SINCE 1989, LAOS HAS BEEN accelerating its transformation from a centrally-planned economy towards a market economy and could, within a short period, achieve considerable success in the reorganization of its legal and regulatory framework. This applies especially to agriculture and forestry which are the backbone of Laos' economy. An attempt is being made to secure private and communal property rights to arable land, pastures, forests and water resources. These rights are considered by the state and international donors as crucial for food security and the preservation of resources at all administrative and regional levels.

However, when fundamental legislation concerning property, contracts, family or inheritance is established, complex problems and goal conflicts arise, such as when the rights of access to and use of land, forests and water are actually worked out by the various actors. Claims for restitution raised by fugitive citizens delay investments that would increase the productivity in irrigated agriculture or conflicts between the state and international donors regarding customary rights (shifting cultivation, grazing and collecting rights in forests) explain the limited scope of national legislation and of the adoption of legal and regulatory principles of the economy of industrialized societies.

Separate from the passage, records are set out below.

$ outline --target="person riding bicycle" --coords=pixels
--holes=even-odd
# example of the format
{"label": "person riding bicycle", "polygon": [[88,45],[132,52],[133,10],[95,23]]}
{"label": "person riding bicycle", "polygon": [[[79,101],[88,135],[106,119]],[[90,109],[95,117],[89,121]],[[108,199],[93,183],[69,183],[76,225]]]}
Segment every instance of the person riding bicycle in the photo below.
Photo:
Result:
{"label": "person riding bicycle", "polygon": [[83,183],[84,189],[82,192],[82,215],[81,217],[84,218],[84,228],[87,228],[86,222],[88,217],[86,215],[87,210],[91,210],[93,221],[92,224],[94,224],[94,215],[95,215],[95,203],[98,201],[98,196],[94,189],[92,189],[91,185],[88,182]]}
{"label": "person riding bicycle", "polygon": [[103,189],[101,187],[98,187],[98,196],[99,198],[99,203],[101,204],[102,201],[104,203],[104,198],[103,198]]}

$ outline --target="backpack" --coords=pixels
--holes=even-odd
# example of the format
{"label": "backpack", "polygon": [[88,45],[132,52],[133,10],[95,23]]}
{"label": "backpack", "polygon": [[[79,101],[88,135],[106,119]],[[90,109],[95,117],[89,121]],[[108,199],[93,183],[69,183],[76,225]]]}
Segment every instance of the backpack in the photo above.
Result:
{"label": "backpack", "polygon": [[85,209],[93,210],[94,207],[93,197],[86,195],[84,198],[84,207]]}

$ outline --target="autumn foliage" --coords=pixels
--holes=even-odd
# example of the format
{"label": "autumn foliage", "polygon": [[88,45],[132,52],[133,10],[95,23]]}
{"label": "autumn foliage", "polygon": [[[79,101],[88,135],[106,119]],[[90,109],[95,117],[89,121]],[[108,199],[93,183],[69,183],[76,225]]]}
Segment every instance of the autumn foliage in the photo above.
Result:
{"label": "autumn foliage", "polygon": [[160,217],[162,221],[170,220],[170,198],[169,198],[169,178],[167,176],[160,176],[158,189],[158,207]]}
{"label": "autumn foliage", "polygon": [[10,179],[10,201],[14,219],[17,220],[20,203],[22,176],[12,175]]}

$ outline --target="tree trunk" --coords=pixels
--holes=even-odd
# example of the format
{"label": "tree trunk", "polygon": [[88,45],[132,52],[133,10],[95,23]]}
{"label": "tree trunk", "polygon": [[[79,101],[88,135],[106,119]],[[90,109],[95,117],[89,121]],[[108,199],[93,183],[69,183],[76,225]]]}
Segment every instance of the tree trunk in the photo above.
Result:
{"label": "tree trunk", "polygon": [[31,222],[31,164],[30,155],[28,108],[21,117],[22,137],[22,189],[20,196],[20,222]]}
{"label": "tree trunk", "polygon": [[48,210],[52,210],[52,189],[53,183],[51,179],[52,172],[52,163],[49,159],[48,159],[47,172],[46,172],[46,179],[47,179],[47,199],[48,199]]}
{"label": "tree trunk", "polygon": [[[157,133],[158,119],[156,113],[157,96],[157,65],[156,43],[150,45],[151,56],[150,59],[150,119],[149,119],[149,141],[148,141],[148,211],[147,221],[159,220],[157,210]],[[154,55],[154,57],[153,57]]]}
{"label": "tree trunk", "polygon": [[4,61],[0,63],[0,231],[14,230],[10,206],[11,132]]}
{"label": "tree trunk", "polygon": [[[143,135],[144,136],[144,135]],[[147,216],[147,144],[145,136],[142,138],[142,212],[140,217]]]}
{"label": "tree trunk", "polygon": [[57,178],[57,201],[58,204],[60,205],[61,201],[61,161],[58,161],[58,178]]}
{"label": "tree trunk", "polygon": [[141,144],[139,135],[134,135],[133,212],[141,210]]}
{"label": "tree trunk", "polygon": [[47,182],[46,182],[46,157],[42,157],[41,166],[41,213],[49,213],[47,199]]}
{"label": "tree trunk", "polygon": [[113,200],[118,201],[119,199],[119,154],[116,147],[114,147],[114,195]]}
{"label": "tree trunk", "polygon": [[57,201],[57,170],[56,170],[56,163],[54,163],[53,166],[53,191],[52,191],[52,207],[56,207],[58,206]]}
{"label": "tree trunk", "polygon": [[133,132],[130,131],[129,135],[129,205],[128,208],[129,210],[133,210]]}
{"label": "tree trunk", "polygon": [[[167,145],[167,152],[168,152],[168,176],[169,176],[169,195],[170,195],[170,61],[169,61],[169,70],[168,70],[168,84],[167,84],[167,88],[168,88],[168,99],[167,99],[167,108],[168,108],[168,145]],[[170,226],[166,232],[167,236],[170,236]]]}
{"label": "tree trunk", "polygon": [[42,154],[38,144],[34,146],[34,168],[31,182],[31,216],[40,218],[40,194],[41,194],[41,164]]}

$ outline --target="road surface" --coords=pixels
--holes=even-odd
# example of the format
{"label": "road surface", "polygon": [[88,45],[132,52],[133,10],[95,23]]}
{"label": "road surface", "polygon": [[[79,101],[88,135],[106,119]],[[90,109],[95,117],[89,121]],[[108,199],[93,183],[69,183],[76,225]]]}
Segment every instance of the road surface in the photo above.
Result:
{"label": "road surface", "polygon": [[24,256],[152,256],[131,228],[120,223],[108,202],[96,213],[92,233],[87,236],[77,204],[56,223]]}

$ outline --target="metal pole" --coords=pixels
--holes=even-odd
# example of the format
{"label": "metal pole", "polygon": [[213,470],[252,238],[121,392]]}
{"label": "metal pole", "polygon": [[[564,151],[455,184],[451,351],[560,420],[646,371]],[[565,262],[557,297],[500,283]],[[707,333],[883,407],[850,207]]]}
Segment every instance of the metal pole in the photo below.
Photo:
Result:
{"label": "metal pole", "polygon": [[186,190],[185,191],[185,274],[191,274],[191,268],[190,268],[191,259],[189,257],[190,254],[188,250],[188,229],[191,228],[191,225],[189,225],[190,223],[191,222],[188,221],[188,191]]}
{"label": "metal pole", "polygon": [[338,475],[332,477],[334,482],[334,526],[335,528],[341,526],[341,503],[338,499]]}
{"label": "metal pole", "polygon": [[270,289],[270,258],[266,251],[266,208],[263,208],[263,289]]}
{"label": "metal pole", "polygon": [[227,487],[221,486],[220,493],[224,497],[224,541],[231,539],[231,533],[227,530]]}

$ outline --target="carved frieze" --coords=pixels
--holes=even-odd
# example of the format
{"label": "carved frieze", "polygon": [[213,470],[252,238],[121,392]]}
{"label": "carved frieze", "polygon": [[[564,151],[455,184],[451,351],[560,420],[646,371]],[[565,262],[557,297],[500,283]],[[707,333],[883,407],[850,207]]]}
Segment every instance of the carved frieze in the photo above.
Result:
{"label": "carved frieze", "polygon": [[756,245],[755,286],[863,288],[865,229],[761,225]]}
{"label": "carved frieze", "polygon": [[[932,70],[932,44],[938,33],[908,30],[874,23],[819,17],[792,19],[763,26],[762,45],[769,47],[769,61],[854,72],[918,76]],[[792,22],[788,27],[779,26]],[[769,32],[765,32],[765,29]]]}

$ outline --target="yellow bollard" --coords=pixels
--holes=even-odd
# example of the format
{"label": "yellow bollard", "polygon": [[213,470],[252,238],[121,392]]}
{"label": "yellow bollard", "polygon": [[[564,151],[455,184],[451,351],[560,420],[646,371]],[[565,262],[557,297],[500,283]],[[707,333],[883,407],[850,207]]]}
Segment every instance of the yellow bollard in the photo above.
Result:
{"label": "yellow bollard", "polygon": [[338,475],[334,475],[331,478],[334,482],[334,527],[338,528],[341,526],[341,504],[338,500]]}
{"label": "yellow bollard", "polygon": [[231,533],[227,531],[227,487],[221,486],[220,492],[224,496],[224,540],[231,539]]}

A consistent system of resource tenure and environment-oriented legislation, in which regulatory systems of subsistence-oriented small farmers or the central role of women in land allocation and food security are taken into consideration is often discussed, but its enaction as law is constantly delayed. As far as the registration of land is concerned, parallel systems develop in the urban and rural areas which can involve uncertainties and investment blockades. Foreign investors use the existing deficiencies and inconsistencies of the legislation to negotiate contracts regarding water power and logging projects without having to offer any compensation of the affected rural population.

After years of social and economic activities in the "control-and-command" system, there is a general lack of experience - and of willingness - to transfer responsibility to local groups, villages and districts. There is also a lack of familiarity with decentralized, participative planning, such as in land use planning, conflict solving or in the planning of contract solutions to allocate scarce natural resources.

A legal and regulatory policy is necessary, but not sufficient, for legal security, long-term investments in land, active product and factor markets nor food security in Laos. With the obligation to simultaneously speed up the conditions of land tenure and agricultural land use patterns (intensification through technological innovations, change in farming systems, extension, etc.) the administrative and implementing capacities of the state as well as of donors reach their limits.